The frontrunner in Europe is the UK’s Revolut run by co-founder Nik Storonsky. The group’s delayed financial accounts for 2022 finally arrived on Friday. They showed spectacular growth — along with growing pains.
Revolut is positioning itself as a one-stop financial shop unconstrained by product or geographical boundaries. This bold promise captivated private investors who bought in at a price tag of $33bn back in 2021. Investors have since been marking down their stakes as market interest rates have risen. But regulators may be a bigger immediate hurdle before Revolut’s long-term ambitions.
Revenues were $1.1bn in 2022 or 45 per cent higher than the previous year. These are expected to hit $2bn this year, when net profit margins are forecast to reach double digits. Costs also rose rapidly with headcount doubling to 6,000 last year. After a slowing of the pace, some 8,000 are employed today.

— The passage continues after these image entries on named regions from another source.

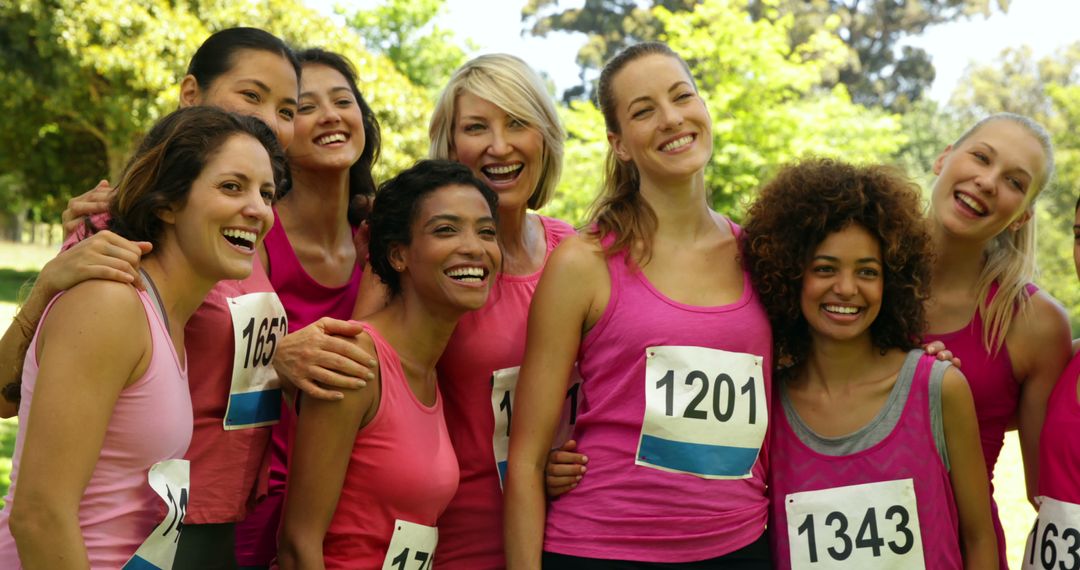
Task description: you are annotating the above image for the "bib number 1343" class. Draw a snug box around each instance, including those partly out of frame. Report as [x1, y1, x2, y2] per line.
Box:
[784, 479, 926, 570]
[635, 347, 769, 479]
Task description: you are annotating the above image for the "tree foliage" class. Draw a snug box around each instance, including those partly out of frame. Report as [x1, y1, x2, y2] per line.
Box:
[0, 0, 430, 225]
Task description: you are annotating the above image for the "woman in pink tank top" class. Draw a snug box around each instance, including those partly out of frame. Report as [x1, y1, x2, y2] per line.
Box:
[504, 42, 771, 569]
[924, 113, 1070, 569]
[0, 107, 285, 568]
[278, 161, 501, 569]
[742, 160, 997, 570]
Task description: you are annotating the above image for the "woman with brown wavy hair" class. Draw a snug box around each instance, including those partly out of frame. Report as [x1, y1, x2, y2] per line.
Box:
[743, 160, 997, 569]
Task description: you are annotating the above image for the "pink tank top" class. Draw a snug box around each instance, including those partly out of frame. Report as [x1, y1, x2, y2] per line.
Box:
[923, 283, 1039, 570]
[1039, 354, 1080, 504]
[63, 214, 280, 525]
[237, 215, 361, 566]
[435, 216, 575, 570]
[0, 291, 191, 569]
[769, 355, 963, 570]
[323, 325, 458, 569]
[544, 225, 772, 562]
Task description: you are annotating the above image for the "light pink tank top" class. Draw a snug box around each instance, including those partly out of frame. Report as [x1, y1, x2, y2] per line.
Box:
[323, 325, 458, 569]
[0, 291, 191, 569]
[544, 225, 772, 562]
[769, 354, 963, 570]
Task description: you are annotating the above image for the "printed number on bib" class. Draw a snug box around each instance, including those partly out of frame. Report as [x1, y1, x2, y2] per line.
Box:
[491, 366, 581, 488]
[1024, 497, 1080, 570]
[784, 479, 927, 570]
[124, 459, 191, 570]
[224, 293, 288, 430]
[636, 347, 769, 479]
[382, 519, 438, 570]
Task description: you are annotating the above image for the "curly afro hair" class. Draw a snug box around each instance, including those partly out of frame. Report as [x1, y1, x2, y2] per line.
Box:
[741, 159, 931, 369]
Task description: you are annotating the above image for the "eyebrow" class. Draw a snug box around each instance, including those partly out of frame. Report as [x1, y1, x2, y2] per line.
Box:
[626, 80, 690, 110]
[240, 79, 296, 105]
[975, 140, 1035, 180]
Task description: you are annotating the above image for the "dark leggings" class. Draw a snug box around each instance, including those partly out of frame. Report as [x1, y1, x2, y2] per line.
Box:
[542, 531, 772, 570]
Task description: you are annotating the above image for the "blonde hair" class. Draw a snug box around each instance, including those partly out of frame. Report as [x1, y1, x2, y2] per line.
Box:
[428, 54, 566, 209]
[589, 41, 698, 263]
[953, 113, 1054, 354]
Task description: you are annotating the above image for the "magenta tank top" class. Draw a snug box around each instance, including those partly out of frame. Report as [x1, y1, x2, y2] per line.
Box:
[923, 283, 1039, 570]
[0, 291, 191, 569]
[769, 354, 963, 570]
[237, 213, 361, 566]
[1039, 354, 1080, 504]
[544, 225, 772, 562]
[323, 324, 458, 569]
[435, 216, 575, 570]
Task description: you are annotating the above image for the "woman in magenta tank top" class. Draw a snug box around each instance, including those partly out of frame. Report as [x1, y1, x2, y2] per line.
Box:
[742, 160, 997, 570]
[235, 49, 381, 567]
[1024, 200, 1080, 569]
[279, 161, 501, 569]
[0, 107, 286, 568]
[924, 113, 1070, 569]
[505, 42, 772, 569]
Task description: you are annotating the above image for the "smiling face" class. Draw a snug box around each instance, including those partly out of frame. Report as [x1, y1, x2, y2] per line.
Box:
[450, 91, 543, 212]
[161, 134, 275, 281]
[288, 64, 365, 171]
[608, 54, 713, 182]
[390, 185, 502, 311]
[180, 50, 297, 148]
[801, 223, 885, 341]
[931, 120, 1047, 242]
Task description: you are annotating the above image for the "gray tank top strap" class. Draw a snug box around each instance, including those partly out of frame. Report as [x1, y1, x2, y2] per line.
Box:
[780, 349, 924, 457]
[930, 361, 953, 471]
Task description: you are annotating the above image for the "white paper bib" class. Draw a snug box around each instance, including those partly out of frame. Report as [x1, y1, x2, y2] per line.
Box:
[123, 459, 191, 570]
[784, 479, 927, 570]
[224, 293, 288, 431]
[491, 365, 581, 488]
[1023, 497, 1080, 570]
[635, 347, 769, 479]
[382, 519, 438, 570]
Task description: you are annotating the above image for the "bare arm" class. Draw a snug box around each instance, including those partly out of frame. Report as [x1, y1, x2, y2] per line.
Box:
[10, 281, 151, 569]
[278, 335, 380, 570]
[0, 231, 150, 418]
[504, 238, 610, 570]
[942, 368, 998, 570]
[1005, 291, 1071, 506]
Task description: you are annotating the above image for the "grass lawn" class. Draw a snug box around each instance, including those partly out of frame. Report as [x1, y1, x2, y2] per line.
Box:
[0, 242, 1054, 568]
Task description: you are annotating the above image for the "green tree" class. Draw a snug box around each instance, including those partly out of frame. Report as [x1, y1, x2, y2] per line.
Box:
[348, 0, 465, 90]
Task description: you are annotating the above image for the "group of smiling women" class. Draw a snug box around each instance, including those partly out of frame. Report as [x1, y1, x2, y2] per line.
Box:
[0, 23, 1080, 569]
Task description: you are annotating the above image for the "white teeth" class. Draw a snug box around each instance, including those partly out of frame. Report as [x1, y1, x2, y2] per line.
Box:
[956, 192, 986, 214]
[446, 267, 485, 281]
[315, 133, 346, 145]
[484, 164, 525, 174]
[221, 228, 259, 249]
[660, 135, 693, 152]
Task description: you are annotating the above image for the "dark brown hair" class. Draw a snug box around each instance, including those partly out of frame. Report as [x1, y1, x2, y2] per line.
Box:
[741, 159, 931, 373]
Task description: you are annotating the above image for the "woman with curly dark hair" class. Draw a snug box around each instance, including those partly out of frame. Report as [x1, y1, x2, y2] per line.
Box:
[743, 160, 997, 569]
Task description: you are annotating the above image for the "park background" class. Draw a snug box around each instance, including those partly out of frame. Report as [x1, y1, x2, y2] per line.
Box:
[0, 0, 1080, 564]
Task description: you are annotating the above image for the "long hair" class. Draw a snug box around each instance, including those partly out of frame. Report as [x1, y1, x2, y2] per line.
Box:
[953, 113, 1054, 354]
[428, 54, 566, 209]
[589, 41, 698, 262]
[296, 48, 382, 226]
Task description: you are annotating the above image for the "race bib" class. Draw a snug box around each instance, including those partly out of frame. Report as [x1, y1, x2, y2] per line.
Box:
[1023, 497, 1080, 570]
[635, 347, 769, 479]
[224, 293, 288, 431]
[382, 519, 438, 570]
[123, 459, 191, 570]
[491, 366, 581, 488]
[784, 479, 927, 570]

Those are the sort of metrics investors adore. But they are also the kind that test the nerves of regulators mulling Revolut’s longstanding application for a UK banking licence. Another factor was the qualification of the 2021 accounts after auditors were unable to fully verify some of the revenues. In the latest accounts, the auditors said previous issues around Revolut’s internal controls had been resolved.
Some investors now ascribe a value closer to $20bn for the group. That looks closer to the mark. Assuming Revolut’s growth moderates in 2024, and a low double digit net profit margin, it might earn around $300mn. A 50 times multiple, the same as Adyen and higher than Wise, implies a valuation of $15bn.
Revolut has yet to disrupt the market as planned but its broader ambitions could boost its valuation over its pure payment peers.